In order to control the LCD of the DE2 board, we will use 3 supplementary interfaces: one for sending data to the LCD, one for specifying the sent data is data or commands and one for starting the communication. All these interfaces will be PIO components as shown in the figure. The first interface, called lcd_data, is an output parallel interfacem with an 8-bit width as displayed in the image. After selecting the data width and dirrection click the Finish button

Rename the previously added PIO interface as lcd_data and set its base address to 0x04000 as in the figure. Observe that the newly added interface is by default connected to the data_master of the CPU. This way the CPU will communicate with at least two slaves: one associated with the data memory and another one associated with the lcd_data. The selection of one of them is done dependent of the access address. This is because the Nios II interfaces (such as the lcd_data) are memory mapped, meaning that the data transfers with the components are realized using memory read/write instructions (moreover the interfaces are assigned a base address, with respect to which all communications are realized)

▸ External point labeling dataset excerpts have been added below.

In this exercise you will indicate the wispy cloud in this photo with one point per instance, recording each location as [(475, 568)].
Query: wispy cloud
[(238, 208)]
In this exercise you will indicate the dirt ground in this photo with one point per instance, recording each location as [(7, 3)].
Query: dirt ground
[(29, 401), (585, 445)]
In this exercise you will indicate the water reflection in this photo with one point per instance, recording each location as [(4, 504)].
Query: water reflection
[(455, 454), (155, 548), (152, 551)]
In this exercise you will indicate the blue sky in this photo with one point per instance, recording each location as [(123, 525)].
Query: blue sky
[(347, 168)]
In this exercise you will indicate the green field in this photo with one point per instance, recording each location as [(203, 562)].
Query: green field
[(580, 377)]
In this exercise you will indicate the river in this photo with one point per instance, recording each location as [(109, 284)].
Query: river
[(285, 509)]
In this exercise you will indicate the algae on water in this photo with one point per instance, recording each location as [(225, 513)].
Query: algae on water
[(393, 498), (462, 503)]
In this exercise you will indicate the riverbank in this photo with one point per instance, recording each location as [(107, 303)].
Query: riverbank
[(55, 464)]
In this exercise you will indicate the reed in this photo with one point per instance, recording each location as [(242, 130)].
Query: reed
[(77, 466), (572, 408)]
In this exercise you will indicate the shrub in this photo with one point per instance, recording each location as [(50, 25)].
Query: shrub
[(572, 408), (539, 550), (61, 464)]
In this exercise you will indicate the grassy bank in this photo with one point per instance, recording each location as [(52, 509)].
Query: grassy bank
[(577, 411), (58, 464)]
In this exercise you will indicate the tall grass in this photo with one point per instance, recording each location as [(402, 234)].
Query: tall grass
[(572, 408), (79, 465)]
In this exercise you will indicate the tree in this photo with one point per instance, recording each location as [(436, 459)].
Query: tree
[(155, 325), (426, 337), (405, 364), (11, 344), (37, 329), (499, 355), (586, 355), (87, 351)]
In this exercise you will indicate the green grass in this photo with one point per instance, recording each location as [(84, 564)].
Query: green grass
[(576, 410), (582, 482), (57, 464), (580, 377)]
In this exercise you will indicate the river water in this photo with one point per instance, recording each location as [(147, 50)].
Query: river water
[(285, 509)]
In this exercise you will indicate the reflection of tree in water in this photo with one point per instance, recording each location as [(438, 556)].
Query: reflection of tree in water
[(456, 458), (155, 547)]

In a similar way add two more output PIO components, of only 1-bit width, one named: lcd_data_cmdn (selecting the transfer of data vs command to the LCD) and another one named lcd_exec, used for issuing the LCD command/data. Additionally, add an input PIO named lcd_busy, which will be checked by the CPU after every LCD operation, to assure the LCD finished the execution. Moreover, imeediately after the activation of the reset signal, the LCD will be busy for at least 20 ms, thus making it necesary for the written program running on the CPU to first check that the initialization sequence of the LCD has finished before attempting any operation with the display. Optionally one can add a supplementary line, allowing to reset the LCD Driver, named lcd_reset, as an output, 1-bit PIO. The mentioned components together with their base addresses are depicted on the figure.

Additional interfaces can be added to the Nios II system, such as, for example, lines form reading characters from a keyboard connected to the DE2's PS/2 port. For this particular scenario, two more PIOs are required, both being inputs (data is read from the Keyboard Driver), one of 8-bit width and another one of only 1-bit width. the module kb_key_data, as depicted in the figure, is used to read the ASCII code of the last released key, while the kb_key_released, become active, for several clock cycles immediately after the key was released. In order to read a key properly, the key_released line must be asserted of value 1, and after the data was read on the key_data lines, the inactive level of key_released will need to be asserted.

As mentioned in an earlier step, the three vectors need to be set for the nios CPU befor being able to generate the architecture. Double click the cpu component (1) to modify its configuration and select the program ram for the reset vector and the exceptin vector (2). Leave the offset as provided. Similarly in the forth step (the JTAG Debug Module screen) set the program ram as the memory for the Break vector. The Memory selection indicate that immediately after a reset, or after an interrupt is taken or after a debug request is granted by the CPU, its Program Counter is loaded with the address of the routine for treating the respective event, address computed by adding the respective offset to the base address of the memory module selected. Because we do not use interrupts, nor debugging facilities, we can safely set the same offset for the two routines.

After configuring the system and solving all the errors displayed in the message section, click the Generate button

After a successful generation a new symbolis created for the Nios II system, the new component becoming available in the Quartus, as shown in the picture.

After inserting the CPU system in the design its port are connected to the input/output pins and/or to the other components (LCD Driver for example) as described in the Quartus Project Creation tutorial.